Originally Posted by PartSkeptic View Post
While I understand the Puddle-Hole example, I am claiming it is so disparate and disconnected from fine-tuning as to be useless except to mislead the masses.
Your choice of objections to raise rather suggests that you don't actually understand it, or, if you do, you're so desperate to try to dismiss it that you're willing to present arguments without substance to try to do so.

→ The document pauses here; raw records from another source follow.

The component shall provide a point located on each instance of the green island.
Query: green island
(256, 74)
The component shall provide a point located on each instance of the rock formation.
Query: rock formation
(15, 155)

Originally Posted by PartSkeptic View Post
The fact that an otherwise brilliant man proposed it does not mean it cannot be seriously flawed as an analogy. And the fact that so many people proclaim it to a "great and wonderful" story, does not make it so.

Douglas Adams just causes confusion for serious debaters who then are faced with a mantra of being guilty of "Puddle-Thinking". Give me a break.
It sounds like you just don't like the fact that the weak anthropic principle quite effectively negates any and all logical persuasiveness from the universal fine-tuning arguments, which, given the lack of valid facts that actually support them, leaves them as little more than empty rhetoric. It's entirely fine to do thought experiments and calculations about "What if things were otherwise" questions. It's not fine to try to claim that we should believe things about reality based on such thought experiments entirely absent of any real indication that they even could have been otherwise in the first place. Incidentally, the many worlds interpretation and such scientific multiverse theories are presented as potential explanations for actual phenomena, which is notably different than a "What if things were otherwise" thought experiment.